Comment en est-on arrivé là ?

Michel Billé C’est facile de jeter la pierre sur les établissements. Je ne sais pas si dans la même situation, j’aurais pu trouver une solution intelligente. Mais au-delà de cet épisode de Covid-19 et de confinement, au-delà des attitudes abusives, outrancières, liberticides qu’on a pu observer, il faut ouvrir une réflexion éthique sur ce qui s’est passé et repérer ce qui n’est pas acceptable pour que ça ne se reproduise pas. Cette crise du Covid doit nous amener à regarder différemment les réponses que nous apportons à celles et ceux de nos contemporains qui ont besoin de soins et d’accompagnement. Un établissement d’hébergement pour personnes âgées dépendantes est une réponse. Mais correspond-il aujourd’hui aux attentes de la personne ? Comment pourrait-on ouvrir différemment l’établissement, inventer des réponses à domicile, des allers-retours entre les deux ? Il faut accepter de rouvrir toutes ces questions.

Comment nos anciens ont-ils pu glisser du statut de sages à celui de personnes à charge dans notre société ?
Michel Billé Ce qui induit ce glissement, c’est cette terrible notion d’utilité sociale liée au monde de la production, au monde industriel et à la société capitaliste ultralibérale. Regarder avec quels mots on ose parler. On divise la société française entre actifs et inactifs. Que les retraités ne soient pas actifs de la même manière, dans le même domaine que ceux qui travaillent, c’est une évidence. Mais dire qu’ils sont inactifs, c’est absurde. En fait, derrière l’opposition actif/inactif se cache celle de productif/non productif. Ce qui est non productif est inutile, donc indésirable. Ajouter à cela la peur de la mort… Nous devons personnellement aider les gens à changer le regard porté sur la vieillesse. Nous avons l’habitude lamentable de regarder les sommes consacrées à l’accompagnement comme des charges, des dépenses. Oui, il y a des sommes d’argent à consacrer à la vieillesse, mais il faut les regarder comme un investissement, porteur d’emplois multiples, directs et indirects, de développement économique, d’échanges. L’argent pour les vieux, c’est l’emploi des jeunes.
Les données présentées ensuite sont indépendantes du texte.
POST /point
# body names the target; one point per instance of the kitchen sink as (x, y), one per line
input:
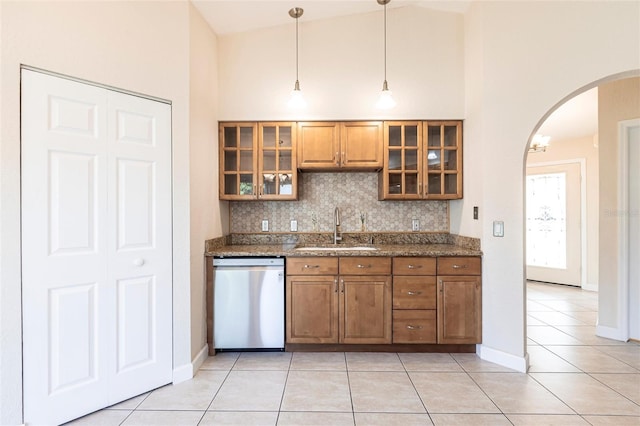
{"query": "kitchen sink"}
(338, 248)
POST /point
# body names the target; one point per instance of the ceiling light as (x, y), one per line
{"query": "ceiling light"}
(539, 143)
(296, 101)
(386, 100)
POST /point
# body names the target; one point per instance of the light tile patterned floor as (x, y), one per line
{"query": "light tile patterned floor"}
(575, 378)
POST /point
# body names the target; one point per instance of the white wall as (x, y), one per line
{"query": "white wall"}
(341, 67)
(532, 56)
(617, 101)
(574, 149)
(138, 46)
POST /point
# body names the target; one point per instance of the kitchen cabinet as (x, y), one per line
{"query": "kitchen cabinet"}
(258, 161)
(351, 145)
(338, 300)
(459, 303)
(422, 160)
(278, 177)
(238, 161)
(414, 300)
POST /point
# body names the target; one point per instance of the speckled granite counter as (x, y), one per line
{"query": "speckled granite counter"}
(296, 245)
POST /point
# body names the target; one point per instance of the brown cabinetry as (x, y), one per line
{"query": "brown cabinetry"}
(422, 160)
(353, 145)
(459, 300)
(258, 161)
(338, 300)
(414, 300)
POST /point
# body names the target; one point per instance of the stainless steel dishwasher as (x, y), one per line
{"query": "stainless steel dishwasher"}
(248, 305)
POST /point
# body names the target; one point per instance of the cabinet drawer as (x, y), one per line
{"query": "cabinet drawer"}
(312, 266)
(365, 266)
(414, 326)
(414, 266)
(459, 266)
(414, 292)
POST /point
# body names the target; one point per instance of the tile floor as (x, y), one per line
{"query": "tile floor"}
(575, 378)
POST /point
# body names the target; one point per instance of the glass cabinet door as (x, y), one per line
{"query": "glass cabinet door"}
(402, 170)
(238, 162)
(277, 161)
(443, 159)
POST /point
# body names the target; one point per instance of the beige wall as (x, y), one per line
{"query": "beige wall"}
(584, 148)
(138, 46)
(617, 101)
(341, 67)
(206, 221)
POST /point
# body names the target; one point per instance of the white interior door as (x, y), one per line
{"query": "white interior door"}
(96, 247)
(553, 223)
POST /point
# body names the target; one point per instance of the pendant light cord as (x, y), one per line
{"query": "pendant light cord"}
(296, 49)
(385, 43)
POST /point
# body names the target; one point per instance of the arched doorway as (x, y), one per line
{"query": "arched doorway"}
(620, 95)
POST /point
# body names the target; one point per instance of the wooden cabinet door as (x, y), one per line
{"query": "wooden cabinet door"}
(361, 145)
(442, 157)
(318, 145)
(459, 309)
(277, 171)
(401, 177)
(238, 161)
(365, 306)
(312, 309)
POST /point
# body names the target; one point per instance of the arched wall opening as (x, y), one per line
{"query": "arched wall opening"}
(618, 101)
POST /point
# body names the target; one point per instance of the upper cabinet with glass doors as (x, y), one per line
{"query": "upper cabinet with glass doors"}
(258, 161)
(238, 161)
(277, 161)
(422, 160)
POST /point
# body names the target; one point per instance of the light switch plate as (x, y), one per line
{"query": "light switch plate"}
(498, 228)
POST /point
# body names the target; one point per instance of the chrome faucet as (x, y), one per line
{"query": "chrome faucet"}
(336, 226)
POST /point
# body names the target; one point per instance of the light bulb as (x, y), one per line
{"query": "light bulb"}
(385, 101)
(297, 100)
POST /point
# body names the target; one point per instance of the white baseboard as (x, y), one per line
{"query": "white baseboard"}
(513, 362)
(187, 371)
(610, 333)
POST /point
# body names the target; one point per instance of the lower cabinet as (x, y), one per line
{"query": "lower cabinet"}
(356, 300)
(459, 300)
(351, 306)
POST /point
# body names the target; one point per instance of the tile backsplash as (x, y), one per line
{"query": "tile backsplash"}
(356, 194)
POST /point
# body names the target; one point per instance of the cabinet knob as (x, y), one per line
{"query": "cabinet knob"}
(460, 266)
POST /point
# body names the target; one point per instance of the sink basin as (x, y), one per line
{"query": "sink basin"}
(338, 248)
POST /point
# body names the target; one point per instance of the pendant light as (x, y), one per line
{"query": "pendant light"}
(296, 101)
(386, 100)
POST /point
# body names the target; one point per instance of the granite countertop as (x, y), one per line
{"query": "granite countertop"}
(394, 245)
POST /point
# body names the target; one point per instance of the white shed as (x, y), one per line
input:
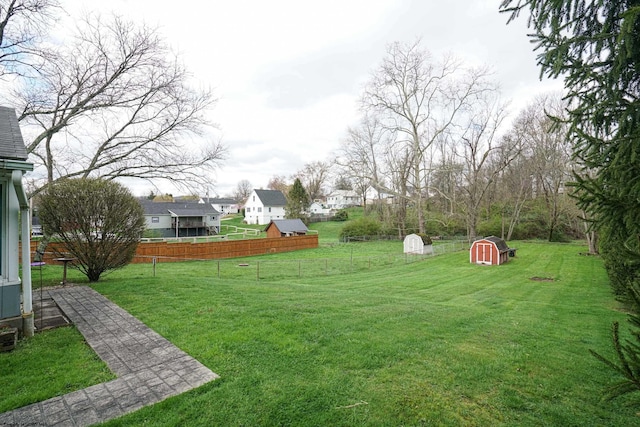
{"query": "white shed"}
(417, 244)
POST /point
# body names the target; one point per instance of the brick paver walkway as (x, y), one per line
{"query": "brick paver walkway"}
(149, 368)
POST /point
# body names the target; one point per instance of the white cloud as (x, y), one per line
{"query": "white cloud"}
(289, 73)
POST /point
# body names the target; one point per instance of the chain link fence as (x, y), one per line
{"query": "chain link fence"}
(265, 269)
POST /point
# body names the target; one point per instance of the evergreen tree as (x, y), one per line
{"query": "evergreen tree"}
(595, 47)
(297, 201)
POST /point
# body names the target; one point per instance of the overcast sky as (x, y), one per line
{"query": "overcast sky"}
(289, 73)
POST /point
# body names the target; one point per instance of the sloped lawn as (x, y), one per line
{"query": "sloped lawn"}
(435, 342)
(439, 342)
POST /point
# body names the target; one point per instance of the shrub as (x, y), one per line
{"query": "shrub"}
(364, 226)
(341, 215)
(99, 222)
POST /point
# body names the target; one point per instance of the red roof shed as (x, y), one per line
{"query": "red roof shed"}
(489, 251)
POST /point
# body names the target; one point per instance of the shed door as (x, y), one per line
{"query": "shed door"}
(484, 253)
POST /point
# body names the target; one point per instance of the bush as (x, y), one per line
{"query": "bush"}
(364, 226)
(341, 215)
(99, 222)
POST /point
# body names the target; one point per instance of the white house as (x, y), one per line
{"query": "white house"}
(317, 208)
(374, 196)
(263, 206)
(16, 305)
(173, 219)
(224, 205)
(340, 199)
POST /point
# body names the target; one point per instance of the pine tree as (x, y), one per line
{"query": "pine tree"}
(297, 201)
(595, 47)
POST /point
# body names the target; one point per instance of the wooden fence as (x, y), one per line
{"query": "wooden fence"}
(180, 251)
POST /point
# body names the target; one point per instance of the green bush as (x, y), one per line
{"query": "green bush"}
(364, 226)
(341, 215)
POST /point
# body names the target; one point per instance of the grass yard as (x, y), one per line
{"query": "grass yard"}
(436, 342)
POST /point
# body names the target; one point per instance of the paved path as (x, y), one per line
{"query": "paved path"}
(149, 368)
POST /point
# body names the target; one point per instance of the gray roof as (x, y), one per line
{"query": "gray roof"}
(222, 201)
(177, 209)
(11, 142)
(289, 225)
(271, 197)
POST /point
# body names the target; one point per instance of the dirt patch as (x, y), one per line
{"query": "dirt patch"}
(542, 279)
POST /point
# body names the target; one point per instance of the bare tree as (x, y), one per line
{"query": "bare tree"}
(22, 23)
(279, 182)
(314, 177)
(419, 99)
(482, 152)
(360, 154)
(242, 191)
(114, 102)
(551, 157)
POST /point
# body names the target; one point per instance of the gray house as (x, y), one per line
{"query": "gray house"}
(15, 293)
(180, 219)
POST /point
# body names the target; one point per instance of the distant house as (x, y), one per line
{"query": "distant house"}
(15, 293)
(224, 206)
(378, 196)
(263, 206)
(172, 219)
(286, 228)
(317, 208)
(340, 199)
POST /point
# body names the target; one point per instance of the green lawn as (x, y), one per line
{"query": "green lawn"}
(436, 342)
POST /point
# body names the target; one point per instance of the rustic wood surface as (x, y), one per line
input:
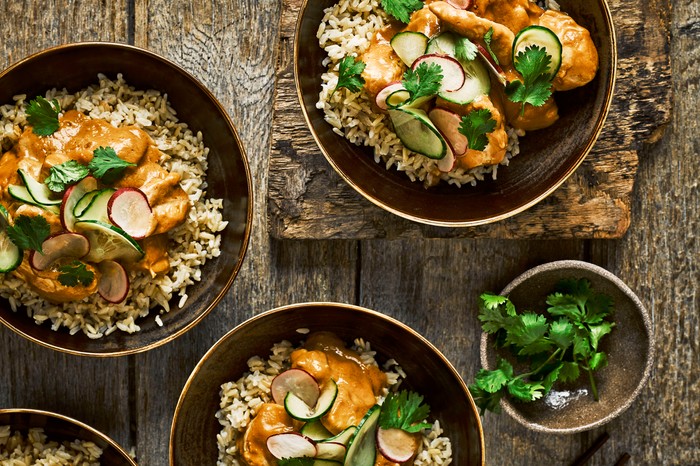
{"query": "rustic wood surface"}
(431, 284)
(308, 200)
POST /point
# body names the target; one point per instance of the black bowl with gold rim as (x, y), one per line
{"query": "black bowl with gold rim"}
(546, 159)
(76, 66)
(193, 435)
(59, 428)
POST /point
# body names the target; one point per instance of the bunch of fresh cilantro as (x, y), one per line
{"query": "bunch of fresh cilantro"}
(557, 346)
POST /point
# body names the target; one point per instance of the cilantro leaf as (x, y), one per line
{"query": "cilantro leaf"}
(404, 410)
(43, 116)
(65, 174)
(74, 274)
(424, 81)
(402, 9)
(106, 164)
(29, 232)
(349, 75)
(475, 126)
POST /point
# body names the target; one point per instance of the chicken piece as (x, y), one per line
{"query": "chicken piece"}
(474, 27)
(579, 58)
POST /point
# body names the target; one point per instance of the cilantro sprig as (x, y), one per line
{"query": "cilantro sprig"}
(349, 75)
(475, 126)
(533, 63)
(404, 410)
(557, 346)
(43, 116)
(402, 9)
(29, 232)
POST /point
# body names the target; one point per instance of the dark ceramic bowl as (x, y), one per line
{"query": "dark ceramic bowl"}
(547, 157)
(194, 429)
(76, 66)
(62, 428)
(630, 350)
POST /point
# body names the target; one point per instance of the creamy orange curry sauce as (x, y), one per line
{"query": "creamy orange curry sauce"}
(76, 139)
(325, 357)
(579, 63)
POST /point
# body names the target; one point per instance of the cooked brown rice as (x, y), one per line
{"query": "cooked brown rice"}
(241, 400)
(192, 243)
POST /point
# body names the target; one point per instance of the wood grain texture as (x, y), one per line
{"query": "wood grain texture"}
(33, 376)
(307, 199)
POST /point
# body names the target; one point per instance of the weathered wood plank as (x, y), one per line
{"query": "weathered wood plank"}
(307, 199)
(95, 391)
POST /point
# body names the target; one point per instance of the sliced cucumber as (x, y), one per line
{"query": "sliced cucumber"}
(417, 132)
(300, 411)
(10, 255)
(409, 45)
(362, 450)
(39, 191)
(108, 242)
(22, 194)
(542, 37)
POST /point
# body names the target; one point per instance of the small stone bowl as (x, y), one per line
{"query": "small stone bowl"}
(630, 350)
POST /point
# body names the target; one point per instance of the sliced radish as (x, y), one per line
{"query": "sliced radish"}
(297, 381)
(128, 208)
(330, 451)
(114, 281)
(73, 245)
(290, 445)
(71, 198)
(452, 72)
(392, 95)
(396, 445)
(448, 123)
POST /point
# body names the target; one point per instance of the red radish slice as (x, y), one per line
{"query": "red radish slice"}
(448, 123)
(460, 4)
(128, 208)
(71, 197)
(452, 72)
(290, 445)
(72, 245)
(391, 89)
(396, 445)
(114, 281)
(297, 381)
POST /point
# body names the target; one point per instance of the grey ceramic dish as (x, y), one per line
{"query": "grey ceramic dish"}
(630, 349)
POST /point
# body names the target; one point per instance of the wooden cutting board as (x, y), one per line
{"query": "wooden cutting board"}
(308, 200)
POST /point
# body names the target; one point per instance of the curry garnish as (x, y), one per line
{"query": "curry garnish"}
(74, 274)
(475, 126)
(43, 116)
(533, 64)
(404, 410)
(29, 232)
(65, 174)
(349, 72)
(106, 164)
(557, 346)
Entretien réalisé par Kareen Janselme

Le 5e risque, un serpent de mer vieux de vingt ans

Depuis plus de vingt ans, les gouvernements français évoquent la création d’une cinquième branche de la Sécurité sociale, qui viserait à prendre en charge la dépendance liée au grand âge ou au handicap. Si le ministre des Solidarités et de la Santé, Olivier Véran, a lancé en juin des travaux et attendait un rapport prévu en septembre, les députés ont finalement voté avant la rentrée sa création. De « l’affichage », estime le député PCF Pierre Dharréville alors que les financements restent à imaginer.